Why didn’t the United States just overthrow Fidel Castro’s regime in the 1960s?

The United States tried to overthrow Fidel Castro’s regime.

On April 17, 1961, an invasion force of about 1,500 Cuban exiles landed in the Bay of Pigs, Cuba. They were supported by the United States, but not very well.

The Central Intelligence Agency (CIA) had promised the exiles full-scale U.S. military support, but President John F. Kennedy withdrew it at the last minute.

The invaders were left unprotected to face Castro’s vastly more powerful armed forces, which killed about 120 and took nearly 1,200 prisoner. CIA reports that ordinary Cubans would rise up to join the invaders were dead wrong.

The Bay of Pigs was a fiasco that embarrassed the United States and delighted Castro.
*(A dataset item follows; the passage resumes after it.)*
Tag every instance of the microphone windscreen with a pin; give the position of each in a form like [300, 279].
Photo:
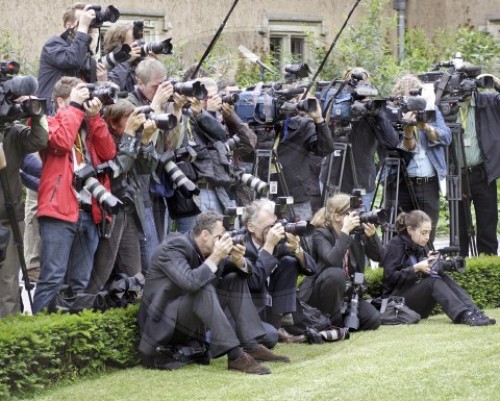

Cuban exiles felt betrayed by the Democratic president. Ever since they started becoming U.S. citizens, they have voted solidly Republican.

A few have even engaged in bombings and other terrorist acts intended to draw attention to their cause.

President John F. Kennedy and his wife Jacqueline greet Cuban exiles gathered in Miami Stadium on December 29, 1962. The Kennedy Admistration’s mishandling of the Bay of Pigs invasion alienated many Cuban Americans from the Democratic Party.